IN THE UNITED STATES DISTRICT COURT FOR THE DISTRICT OF HAWAII VERNON SUZUKI, ) CIVIL NO. 19-00627 SOM-WRP ) ) ORDER DENYING DEFENDANTS’ Plaintiff, ) MOTION TO DISMISS, OR IN THE ) ALTERNATIVE, TO STAY CASE ) PENDING ARBITRATION vs. ) ) ) BICKERTON LAW GROUP, LLLP, ) f/k/a BICKERTON DANG LLLP, a ) Hawaii limited liability ) partnership; JAMES J. ) BICKERTON, an individual; and ) STEPHEN M. TANNENBAUM, an ) individual ) ) ) Defendants. ) _____________________________ ) ORDER DENYING DEFENDANTS’ MOTION TO DISMISS, OR IN THE ALTERNATIVE, TO STAY CASE PENDING ARBITRATION I. INTRODUCTION. This is a legal malpractice case. Defendants Bickerton Law Group, James J. Bickerton, and Stephen M. Tannenbaum ask this court to dismiss or stay this case because a concurrent arbitration might resolve some of the issues raised by this action. The arbitration involves Defendants’ claims that Plaintiff Vernon Suzuki failed to pay some of their fees. Defendants anticipate that Suzuki will raise their alleged malpractice as a defense to their fee claims. Defendants request a stay or dismissal on four different grounds, only one of which (Colorado River abstention) even arguably might apply here, although this court does not ultimately abstain under Colorado River. Colorado River permits a federal court to abstain in favor of a concurrent state proceeding if that proceeding will resolve the entire dispute between the parties. Intel Corp. v. Advanced Micro Devices, Inc., 12 F.3d 908, 913 (9th Cir. 1993). While the ongoing arbitration might resolve certain issues in this case, it might not necessarily resolve all of them. Accordingly, abstention under Colorado River is not warranted. II. BACKGROUND. This case arises out of alleged legal malpractice committed by Defendants in Vernon Suzuki v. Helicopter

Consultants of Maui, Inc. dba Blue Hawaii Helicopters et al., an action filed by Suzuki in federal district court in 2013. Defendants represented Suzuki in the 2013 action, in which Suzuki sued Blue Hawaiian Helicopters for damaging his property when a helicopter piloted by one of Blue Hawaiian’s employees crashed on his property. See ECF No. 1, PageID # 3-5. According to Suzuki, he had to pay to clean up debris, lost the full use of his property, had his soil contaminated, and saw the value of his property fall because of the stigma associated with the crash. Id. at 4-5, 8-9. To quantify his damages, Suzuki needed expert testimony.

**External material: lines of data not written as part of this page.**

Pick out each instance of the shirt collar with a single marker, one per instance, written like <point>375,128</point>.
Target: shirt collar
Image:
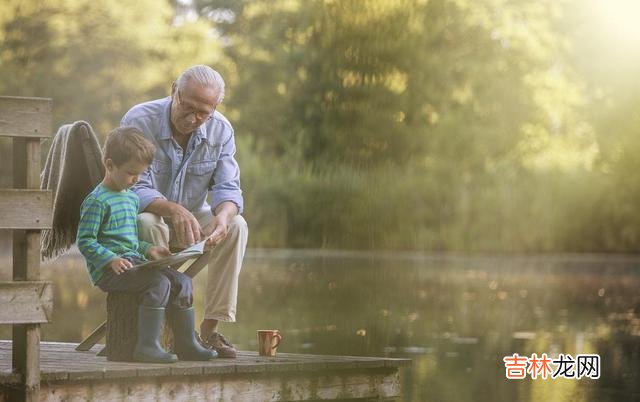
<point>165,128</point>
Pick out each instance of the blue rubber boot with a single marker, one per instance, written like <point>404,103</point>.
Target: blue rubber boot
<point>148,349</point>
<point>184,338</point>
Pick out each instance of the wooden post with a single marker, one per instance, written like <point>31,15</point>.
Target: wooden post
<point>27,120</point>
<point>26,267</point>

2 Expert witness disclosures were due on February 8, 2016. Id. at 6. According to Suzuki, Defendants spent no time on expert disclosures until February 5, 2016, when they asked the court to extend the deadline. Id. The court denied the request and precluded Suzuki’s experts from testifying given Defendants’ failure to comply with the expert witness provisions in the Federal Rules of Civil Procedure. Id. at 9. According to Defendants, they then advised Suzuki that they had to withdraw as counsel because of the possible conflict between their duty to zealously represent Suzuki and their own interest in avoiding a malpractice claim. ECF No. 33-3, PageID # 174-75. Defendants assert that, after consulting with independent counsel, Suzuki agreed to waive any claims against Defendants related to the expert reports in return for billing credit. Id. at 175. Suzuki allegedly insisted that the agreement not be put in writing and instead be a “‘handshake’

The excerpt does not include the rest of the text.